O velho casarão tem r/chão e 1º andar e no conjunto apresenta 32 aberturas (portas e janelas) para o exterior.
Só três dessas janelas, ao nível do 1º andar, dão para a rua principal da aldeia.
Sentado no seu canto, na varanda do prédio que fica em frente do casarão, no outro lado da rua, Zé Pedro só vê estas três janelas viradas a poente.
E lembra como elas estão ligadas à sua vida.
A 1ª janela
Pela 1ª janela, a que fica à esquerda e que pertence a um quarto, ele viu pela primeira vez a luz do dia, tal como também viu e foi visto pela primeira vez pela Mãe.
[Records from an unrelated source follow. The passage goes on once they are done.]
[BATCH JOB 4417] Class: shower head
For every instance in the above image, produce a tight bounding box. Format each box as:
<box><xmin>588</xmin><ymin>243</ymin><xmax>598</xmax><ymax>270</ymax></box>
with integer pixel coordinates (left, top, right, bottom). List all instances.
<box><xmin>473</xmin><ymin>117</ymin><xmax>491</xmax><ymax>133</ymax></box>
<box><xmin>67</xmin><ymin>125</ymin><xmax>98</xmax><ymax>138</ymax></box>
Uns vinte e cinco anos depois, no mesmo local, também se viram pela última vez, numa despedida que fizeram como se fosse “mais uma”, mas ambos sabendo que era a última.
“Daqui a uns dias dou aqui um salto”, disse ele a tentar aliviar a despedida e a pensar que mentia pela última vez. Voltou sim, mas já não era Ela que o esperava, mas uma pequena multidão que o aguardava para se dar início às cerimónias fúnebres.
Nele lutou contra as doenças infantis. Lembra-se das “bexigas doidas” e do sarampo. Ainda hoje uma pequena cicatriz no nariz, lhe lembra esses tempos.
A 2ª janela
É a janela do meio, a que tem uma pequena sacada com guarda de ferro forjado ainda original, e está ligada à sua infância e adolescência. Janela da ampla sala de jantar, mas que só era utilizada em dias de festa ou quando havia visitas de mais cerimónia, nela Zé Pedro praticara, na sua infância, os seus actos de rapina. Fazia então verdadeiros exercícios de alpinismo para chegar às compoteiras (que estavam sempre nos pontos mais altos dos móveis “et pour cause”), onde com os dedos (e muito na ponta dos pés) conseguia levantar a tampa e mergulhá-los nas compotas e geleias, para depois os chupar e assim satisfazer a sua gulodice. Até que um dia a tampa duma das compoteiras saiu do seu controle e chegou ao chão primeiro que ele, com duas consequências que vieram alterar o rumo da história. A dela, da tampa, que foi para o lixo partida em mil pedaços, e a dele que, uma vez descoberto, teve de deixar a sua proveitosa e doce actividade de rapina.
Uns, poucos, anos mais tarde a grande mesa no centro da sala, que era desdobrável, serviu durante muito tempo de mesa de ping-pong onde ele e os irmãos se aperfeiçoaram na arte das raquetes, onde disputavam renhidos campeonatos, que invariavelmente acabavam em pancadaria, mais por discordância quanto a interpretação das regras, do que por falta de fair-play…
Mais tarde haveriam de derrotar alguns temidos adversários que foram encontrando pelo caminho e que não sabiam destes intensos treinos a que se dedicaram durante alguns anos.